Fast-forward to 2023. My domain fellr.net changed providers a few times, but it had always served me for my self-hosting needs. Some time in 2020 I switched from Strato to Server4You because I needed more storage and Strato got a bit too expensive for my taste. I picked Server4You because they offered a cheap dedicated server for about 25€ a month with a whopping 4 TB of storage; but also because they included a copy of Plesk. Plesk was my solution to the absolute mess that self-hosting email had become. It came with all the bells and whistles: SMTP, IMAP, DKIM, SPF, DMARC, SpamAssassin, you name it. It just worked and it came free with my server.

The tipping point

As time went on, I became more proficient with Linux and servers and I even set up my own Mastodon instance ma.fellr.net. Since Mastodon requires PostgreSQL I thought “doesn't Plesk support Postgres as well?” Yes, yes it does, but it was not included in my license. So I had the functionality on my server, but I was not allowed to use it.
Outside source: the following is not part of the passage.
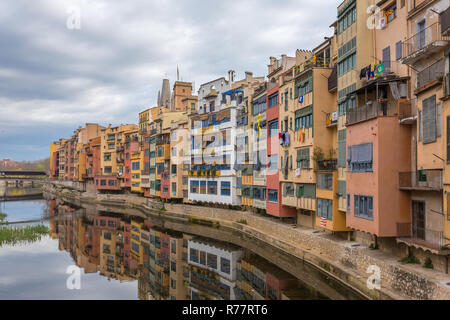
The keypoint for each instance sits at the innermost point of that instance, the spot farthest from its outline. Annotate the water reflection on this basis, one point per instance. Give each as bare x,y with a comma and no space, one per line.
168,264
This was when my positive impression of Plesk started to tip.

The price hike

I received an email telling that the price for my server will increase to 27€, 29€ a year later, and 31€ thereafter. And then this year, I received an email that “due to structural changes” they will have to charge an extra 5€ for the Plesk license only to be followed by yet another email just a two weeks later that the price for Plesk will increase to 8€.

“That's it” I thought, and contacted support to cancel the Plesk license. To my surprise, they immediately cancelled it effective 15 December 2023. And that's why I needed a new mail server.